Christian Gerondeau
S’il est un chiffre qui est omniprésent concernant le réchauffement climatique et qui bloque tout débat, c’est celui qui voudrait que 97,2 % des scientifiques affirment que l’homme en est le principal responsable.
Ceux qui contestent cette affirmation apparaissent alors comme niant l’évidence, car ce pourcentage aurait reçu l’approbation de milliers de scientifiques et est validé par le GIEC et l’Académie des Sciences, de telle sorte qu’il s’agirait là d’un consensus.
L’origine du pseudo-consensus
Une étude australienne (John Cook et al., publiée en 2013 dans la revue Environmental Research Letters, sous le titre Quantifying the Consensus on Anthropogenic Global Warming in the Scientific Literature).
Nous avons déjà traité cette question sur le site de l’ACR en publiant en novembre 2017 un article intitulé 97% des scientifiques », origine du consensus climatique qui montrait que ce pourcentage est entièrement faux.
L’Intelligence Artificielle permet de confirmer notre analyse. Il suffit pour cela de demander à à ChatGPT, de révéler les résultats détaillés de l’étude concernée qui sont introuvables par ailleurs car volontairement cachés. Il faut pour cela demander à tout interlocuteur dubitatif qu’il pose lui-même la question suivante sur son téléphone :
« Une étude australienne a analysé les résumés de près de 12 000 études scientifiques traitant du Climat. Ces résultats ont été classés en sept catégories.
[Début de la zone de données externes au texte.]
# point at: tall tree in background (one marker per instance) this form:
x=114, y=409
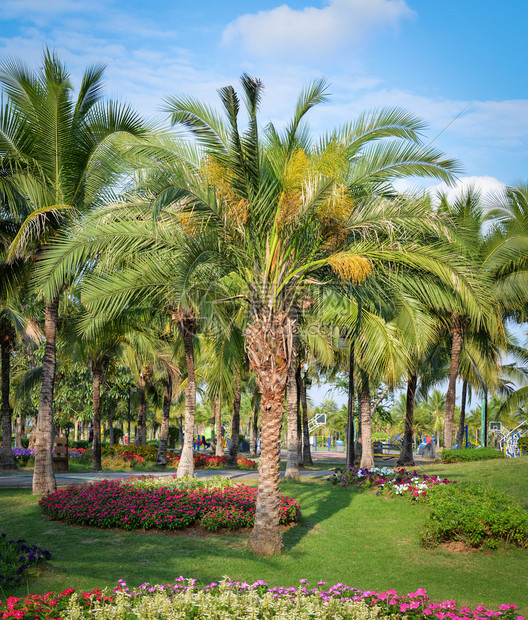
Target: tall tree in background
x=65, y=156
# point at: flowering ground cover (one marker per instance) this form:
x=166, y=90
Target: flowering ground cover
x=356, y=538
x=234, y=599
x=118, y=504
x=465, y=513
x=387, y=479
x=462, y=455
x=16, y=557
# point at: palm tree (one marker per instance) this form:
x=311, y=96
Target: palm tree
x=468, y=218
x=64, y=154
x=253, y=218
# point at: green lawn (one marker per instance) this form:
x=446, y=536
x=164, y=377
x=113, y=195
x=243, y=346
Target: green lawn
x=345, y=536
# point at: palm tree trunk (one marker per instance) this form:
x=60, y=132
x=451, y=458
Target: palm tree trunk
x=180, y=431
x=406, y=454
x=111, y=438
x=358, y=446
x=307, y=454
x=141, y=427
x=20, y=426
x=350, y=458
x=7, y=458
x=367, y=458
x=218, y=422
x=266, y=343
x=232, y=459
x=456, y=348
x=186, y=466
x=292, y=463
x=462, y=422
x=213, y=420
x=43, y=478
x=254, y=427
x=298, y=381
x=164, y=433
x=97, y=374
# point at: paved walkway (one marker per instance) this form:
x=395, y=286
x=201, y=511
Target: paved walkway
x=24, y=480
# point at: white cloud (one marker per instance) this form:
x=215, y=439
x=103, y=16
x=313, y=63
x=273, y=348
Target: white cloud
x=312, y=31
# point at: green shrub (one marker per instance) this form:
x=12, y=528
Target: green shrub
x=474, y=515
x=118, y=433
x=463, y=455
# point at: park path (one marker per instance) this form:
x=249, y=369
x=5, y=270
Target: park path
x=24, y=480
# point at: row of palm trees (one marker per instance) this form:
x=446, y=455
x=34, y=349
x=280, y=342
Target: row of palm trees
x=260, y=246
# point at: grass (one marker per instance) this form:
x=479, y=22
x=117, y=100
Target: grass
x=345, y=536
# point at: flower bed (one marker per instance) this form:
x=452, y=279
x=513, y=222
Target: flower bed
x=186, y=482
x=212, y=462
x=118, y=504
x=137, y=456
x=16, y=557
x=386, y=479
x=228, y=599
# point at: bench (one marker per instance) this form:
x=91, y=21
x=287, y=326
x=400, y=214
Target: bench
x=60, y=455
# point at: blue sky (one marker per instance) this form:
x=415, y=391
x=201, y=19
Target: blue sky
x=439, y=59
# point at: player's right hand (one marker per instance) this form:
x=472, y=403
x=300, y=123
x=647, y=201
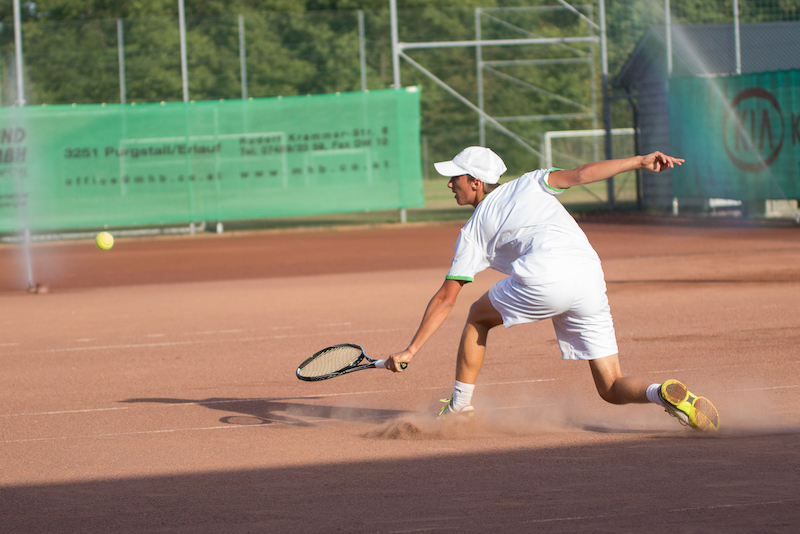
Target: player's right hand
x=393, y=362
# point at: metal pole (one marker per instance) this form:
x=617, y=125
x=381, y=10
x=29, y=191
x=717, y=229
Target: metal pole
x=18, y=54
x=479, y=61
x=737, y=37
x=395, y=43
x=362, y=50
x=184, y=67
x=396, y=67
x=121, y=56
x=242, y=57
x=668, y=35
x=606, y=99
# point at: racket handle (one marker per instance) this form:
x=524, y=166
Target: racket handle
x=382, y=364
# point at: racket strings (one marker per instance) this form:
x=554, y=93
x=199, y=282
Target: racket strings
x=330, y=361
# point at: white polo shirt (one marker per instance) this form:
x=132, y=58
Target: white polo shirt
x=522, y=230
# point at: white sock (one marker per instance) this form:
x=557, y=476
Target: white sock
x=462, y=395
x=653, y=396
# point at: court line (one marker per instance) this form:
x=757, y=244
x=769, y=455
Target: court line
x=261, y=399
x=676, y=510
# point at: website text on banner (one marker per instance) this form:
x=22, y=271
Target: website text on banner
x=740, y=133
x=128, y=165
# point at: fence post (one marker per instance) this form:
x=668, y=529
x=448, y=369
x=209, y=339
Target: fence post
x=121, y=55
x=184, y=68
x=18, y=54
x=606, y=99
x=362, y=50
x=242, y=57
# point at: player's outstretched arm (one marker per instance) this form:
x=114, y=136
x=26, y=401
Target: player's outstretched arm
x=437, y=311
x=603, y=170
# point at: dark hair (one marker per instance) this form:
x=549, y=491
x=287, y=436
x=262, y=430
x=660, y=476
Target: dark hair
x=487, y=188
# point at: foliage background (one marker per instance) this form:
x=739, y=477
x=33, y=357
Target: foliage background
x=299, y=47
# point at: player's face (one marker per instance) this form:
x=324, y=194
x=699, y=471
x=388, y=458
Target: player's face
x=463, y=189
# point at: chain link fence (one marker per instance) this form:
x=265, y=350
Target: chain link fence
x=530, y=89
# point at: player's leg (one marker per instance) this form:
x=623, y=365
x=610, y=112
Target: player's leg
x=471, y=352
x=472, y=349
x=612, y=386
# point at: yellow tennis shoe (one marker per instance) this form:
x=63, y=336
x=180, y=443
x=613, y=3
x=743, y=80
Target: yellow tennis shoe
x=688, y=408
Merci de me donner les résultats détaillés de cette étude pour chacune de ces catégories, et de m’indiquer notamment quelle est la proportion de ceux qui ont affirmé que l’homme était responsable de plus de 50 % du réchauffement climatique ».
Réponse de ChatGPT à la question posée
Les chiffres apparaissent alors clairement et montrent que seules 64 études sur 11 944 ont affirmé que l’homme était responsable de plus de 50 % du réchauffement climatique actuel.
La seule catégorie qui affirme explicitement que l’homme est responsable de la majeure partie (>50 %) du réchauffement est la catégorie 1. Les auteurs la définissent comme : « humans are the primary cause of recent global warming » (« les humains sont la cause principale du réchauffement récent »).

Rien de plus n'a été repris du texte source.